Factor Analysis of Perceived Exit Variables (4 factors extracted)




Variables Loadings Factor Eigenvalues Cum Pct Var
Expense Exit will be costly in legal expense 0.88 1 2.87 26.10
  Overall costs of exit would be high 0.84      
  Exit will increase marketing budget 0.52      
Business Format Exit will require operating changes 0.78 2 1.62 40.80
  Exit costly finding alternate suppliers 0.72      
  Exit will increase training cost 0.66      
  Exit costly in lost customer goodwill 0.50      
Psychic Company has invested time and energy into the relationship 0.87 3 1.47 54.10
  I have personally invested in the relationship 0.74      
  Company investment is unique to the relationship 0.70      
Asset Exiting costly in store conversion 0.89 4 1.00 63.20


The large standard deviations in both balance sheet and market valuations of the trademark are due to both industry effect and individual franchisee firm size in terms of number of outlets owned.

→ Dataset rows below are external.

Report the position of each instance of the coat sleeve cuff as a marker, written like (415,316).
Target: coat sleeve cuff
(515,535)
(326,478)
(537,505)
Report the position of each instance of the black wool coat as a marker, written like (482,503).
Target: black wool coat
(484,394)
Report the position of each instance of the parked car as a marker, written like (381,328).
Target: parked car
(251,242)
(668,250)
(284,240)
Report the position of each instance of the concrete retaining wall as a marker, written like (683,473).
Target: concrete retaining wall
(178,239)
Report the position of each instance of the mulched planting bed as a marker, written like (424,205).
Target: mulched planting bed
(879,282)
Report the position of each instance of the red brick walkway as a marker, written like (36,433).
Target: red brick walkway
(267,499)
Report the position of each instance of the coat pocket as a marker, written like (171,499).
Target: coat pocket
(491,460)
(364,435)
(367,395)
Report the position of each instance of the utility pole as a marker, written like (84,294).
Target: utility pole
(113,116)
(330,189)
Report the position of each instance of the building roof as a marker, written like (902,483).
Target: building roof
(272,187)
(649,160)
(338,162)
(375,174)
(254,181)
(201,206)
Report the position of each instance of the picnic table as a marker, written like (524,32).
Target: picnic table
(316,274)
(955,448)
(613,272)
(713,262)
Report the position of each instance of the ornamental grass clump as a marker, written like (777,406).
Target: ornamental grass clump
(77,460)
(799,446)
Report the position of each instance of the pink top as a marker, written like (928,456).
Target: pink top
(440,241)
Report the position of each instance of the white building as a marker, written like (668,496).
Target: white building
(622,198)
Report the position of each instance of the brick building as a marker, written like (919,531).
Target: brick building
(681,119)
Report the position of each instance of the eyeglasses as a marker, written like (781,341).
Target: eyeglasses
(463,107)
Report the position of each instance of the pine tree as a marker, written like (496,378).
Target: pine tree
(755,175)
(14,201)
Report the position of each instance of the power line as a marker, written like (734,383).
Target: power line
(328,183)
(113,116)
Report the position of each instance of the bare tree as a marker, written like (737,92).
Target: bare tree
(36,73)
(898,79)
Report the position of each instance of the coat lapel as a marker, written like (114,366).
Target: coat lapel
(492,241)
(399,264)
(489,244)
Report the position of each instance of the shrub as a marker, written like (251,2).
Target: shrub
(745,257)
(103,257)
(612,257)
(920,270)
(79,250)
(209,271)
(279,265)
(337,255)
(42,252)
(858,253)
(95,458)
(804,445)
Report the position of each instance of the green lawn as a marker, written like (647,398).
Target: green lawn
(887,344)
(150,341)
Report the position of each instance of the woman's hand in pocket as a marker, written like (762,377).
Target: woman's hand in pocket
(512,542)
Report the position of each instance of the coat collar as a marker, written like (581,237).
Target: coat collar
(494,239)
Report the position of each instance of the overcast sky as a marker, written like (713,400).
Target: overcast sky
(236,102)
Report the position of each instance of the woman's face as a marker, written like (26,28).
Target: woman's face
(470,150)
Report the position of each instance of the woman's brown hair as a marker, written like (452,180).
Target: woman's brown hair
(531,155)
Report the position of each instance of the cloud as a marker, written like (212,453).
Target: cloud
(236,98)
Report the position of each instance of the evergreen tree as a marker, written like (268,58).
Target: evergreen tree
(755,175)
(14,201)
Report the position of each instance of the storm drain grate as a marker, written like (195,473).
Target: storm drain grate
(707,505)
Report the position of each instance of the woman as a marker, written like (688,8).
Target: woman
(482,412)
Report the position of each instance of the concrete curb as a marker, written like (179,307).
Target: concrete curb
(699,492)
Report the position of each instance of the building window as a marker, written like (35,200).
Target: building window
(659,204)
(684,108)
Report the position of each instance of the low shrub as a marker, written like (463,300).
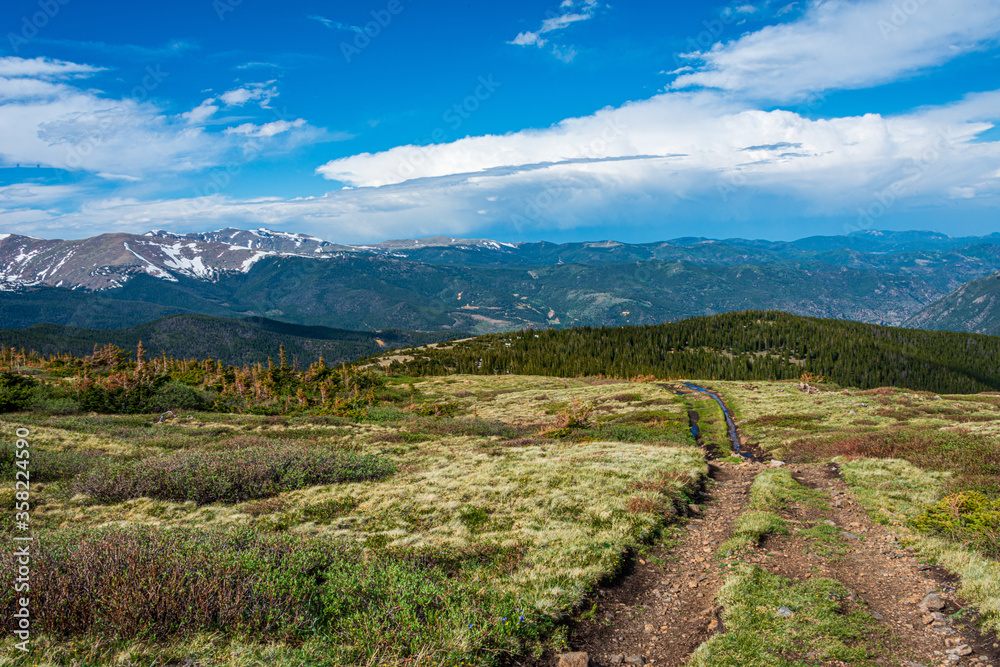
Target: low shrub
(15,391)
(159,584)
(232,476)
(968,516)
(45,465)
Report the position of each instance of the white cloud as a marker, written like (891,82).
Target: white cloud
(261,93)
(674,157)
(201,113)
(528,39)
(46,118)
(267,129)
(844,45)
(574,11)
(335,25)
(44,68)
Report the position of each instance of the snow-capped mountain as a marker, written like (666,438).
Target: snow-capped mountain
(110,260)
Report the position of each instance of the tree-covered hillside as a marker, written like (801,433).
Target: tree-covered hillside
(230,341)
(748,345)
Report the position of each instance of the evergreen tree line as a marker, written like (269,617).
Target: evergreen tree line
(748,345)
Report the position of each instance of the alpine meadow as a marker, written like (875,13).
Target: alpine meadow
(572,334)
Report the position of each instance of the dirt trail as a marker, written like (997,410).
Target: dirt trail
(663,608)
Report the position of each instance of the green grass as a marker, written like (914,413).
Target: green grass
(823,626)
(775,488)
(483,522)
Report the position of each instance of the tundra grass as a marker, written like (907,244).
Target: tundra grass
(895,491)
(537,520)
(772,490)
(771,621)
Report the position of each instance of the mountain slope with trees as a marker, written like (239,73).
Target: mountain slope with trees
(230,341)
(750,345)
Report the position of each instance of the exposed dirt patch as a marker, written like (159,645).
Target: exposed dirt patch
(664,607)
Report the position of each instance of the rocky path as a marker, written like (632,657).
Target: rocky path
(659,612)
(664,607)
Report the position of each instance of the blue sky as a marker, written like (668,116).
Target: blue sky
(572,120)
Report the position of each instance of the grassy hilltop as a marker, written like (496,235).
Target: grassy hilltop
(363,515)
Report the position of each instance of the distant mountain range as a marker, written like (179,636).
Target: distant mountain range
(477,285)
(973,307)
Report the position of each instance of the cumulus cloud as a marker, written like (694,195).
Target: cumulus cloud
(571,11)
(335,25)
(681,157)
(844,45)
(267,129)
(44,68)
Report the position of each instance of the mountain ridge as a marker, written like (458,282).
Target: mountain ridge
(477,285)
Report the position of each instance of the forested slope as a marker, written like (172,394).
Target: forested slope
(748,345)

However, market value is higher than balance sheet value, thus suggesting that amortization of the cost of the franchise yields a positive return to the franchisee. That is, presumably the mean franchisee believes the franchisee firm can be sold at a value exceeding the amortized cost of the trade mark (the cost of the franchise fee and the present discounted value of the royalties), yielding a gain on the transaction. Although this is a positive indication of financial return, it is still troublesome that only 31% of the franchisees offered any opinion about trade mark value. Although only one third of the respondents (n=190) offered a perspective of the market value of the trade mark, this study proposes that trade mark value is linked to perception of exit costs. Therefore, we subject the data to Chi Square Automatic Interaction Detector (CHAID) analysis to investigate the correlation between market value of the trade mark and exit costs. All exit cost independent variables were used in the CHAID analysis. Scoring of market value of the trade mark was used as the dependent variable. Likewise, 182 franchisees offered a balance sheet value of the trade mark and a CHAID analysis of the balance sheet value as the dependent variable and all exit costs as the independent variable was run.